If you’re in the market for anew headset for your Playstation 4 then you’ll be spoilt for choice. Just a quick look round will bring up options ranging from £20 all the way up to ten times that, but if you’re on a budget then you’ll always need to sacrifice some quality. Snakebyte are looking to change that, with their new lines of headsets aimed at PS4 players (this Head:Set 4) and Xbox One gamers (the Head:Set X) already available at around the £15 mark on Amazon – that’s a very very low price, so where does it sit in terms of quality?
Well that depends on what you’re looking for, and what you’re comparing it to. It’s unfair to compare this to top end HyperX headsets; they’re aimed at different audiences, they’re at opposite ends of the price spectrum, and nobody is going to be weighing them up against each other. If you’re after a very cheap headset that does a decent job without making your wallet have a fit, this might not be a bad job. It’s not perfect at all, but it’s great value for money.
First impressions of receiving this headset for review were ones of confusion. The box was tiny, so much so I wasn’t certain that it was even the headset that had been delivered. But sure enough, inside was a very neatly and cleverly folded headset with a detachable microphone and solid looking Playstation-blue cable and headband. It’s easy to see the appeal of this headset: it’s ideal for travelling around.

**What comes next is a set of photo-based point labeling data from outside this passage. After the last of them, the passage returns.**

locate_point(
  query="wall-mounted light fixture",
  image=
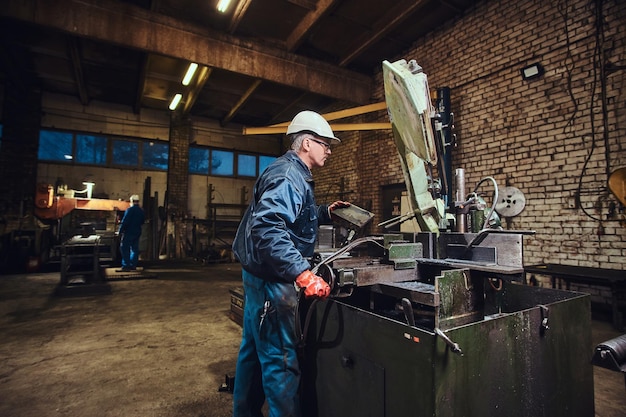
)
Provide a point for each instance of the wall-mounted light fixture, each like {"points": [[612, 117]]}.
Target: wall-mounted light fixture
{"points": [[190, 72], [222, 6], [532, 71], [175, 101]]}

Being able to fold it up to almost nothing is great, and the fact it uses a 3.5mm headphone plug means that it’ll also work on (most) phones and handheld consoles too, which is pretty handy. They feel ok to hold, you can tell there are cheaper plastics being used here to shave the costs off, but for what you’re paying they certainly don’t feel bargain basement.
That’s all very well and good, but what do they sound like? Well, not bad actually, certainly better than you’d expect from a £15 headset. The headphones sit on your ears as opposed to totally surrounding them, which I found a bit odd being so used to full over-ear headphones, but they were comfortable enough over a long period of gaming and kept the old problem of sweaty ears to a minimum. There a fair bit of noise escaping into the room which is to be expected with this style of headphone, and while that could be an issue if there are other people in the room being distracted by it, the likelihood is you won’t need to worry about that and can crank up the volume and receive the surprisingly grunty noises offered up by the Head:Set 4.

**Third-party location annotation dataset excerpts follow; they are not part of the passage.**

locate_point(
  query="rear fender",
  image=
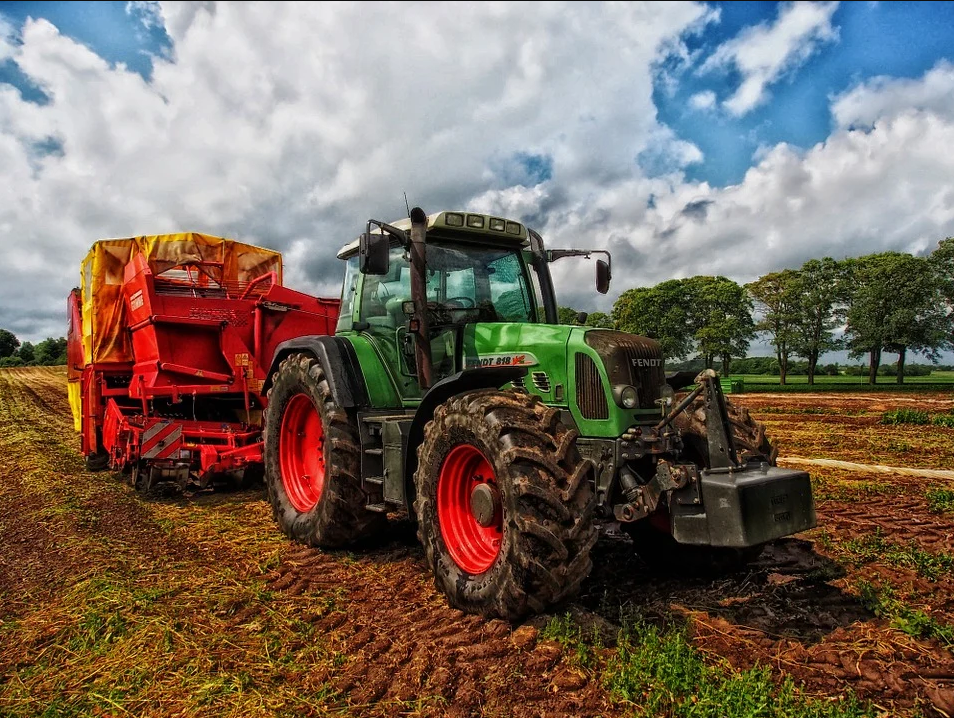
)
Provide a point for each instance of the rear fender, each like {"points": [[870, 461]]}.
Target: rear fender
{"points": [[339, 362]]}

The microphone sits nicely, but didn’t seem to give the best sound according to those I gamed with. Nowadays you can pretty much expect crystal clear comms in most games you play, and while other players’ voices came across to me clearly enough the quality of what others heard wasn’t as amazing, with my usual slightly gruff bassy voice losing a lot of its oomph and sounding a bit tinny and distant. Again, for the price it’s still decent enough, but it’s worth keeping in mind that low cost or not, the overall sound quality isn’t what you’d get from other headsets on the market.

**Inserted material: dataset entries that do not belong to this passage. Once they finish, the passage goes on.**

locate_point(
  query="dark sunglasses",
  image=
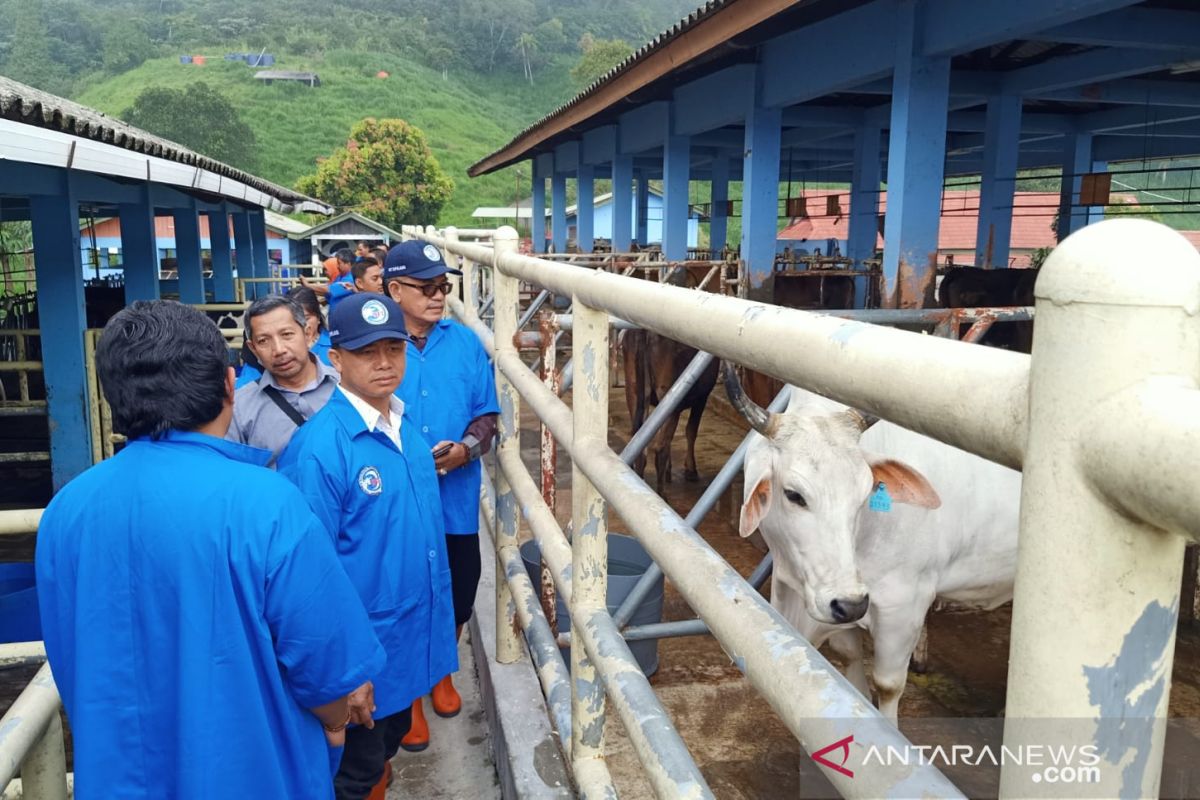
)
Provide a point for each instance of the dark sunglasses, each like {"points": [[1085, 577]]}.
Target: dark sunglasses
{"points": [[429, 289]]}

So can we recommend the Snakebyte Head:Set 4? Yes, absolutely, as long as you’re only looking for a cheap headset to be able to play into the night without keeping everyone awake and want a way to talk to other players without spending more than you would on the console itself. But if you want to get the most out of your games you’ll want something with bigger headphones, a better quality microphone and maybe even surround sound. You can tell the Head:Set 4 is a budget headset, but ultimately that’s what some people are after, and those people can do far worse than grabbing one of these.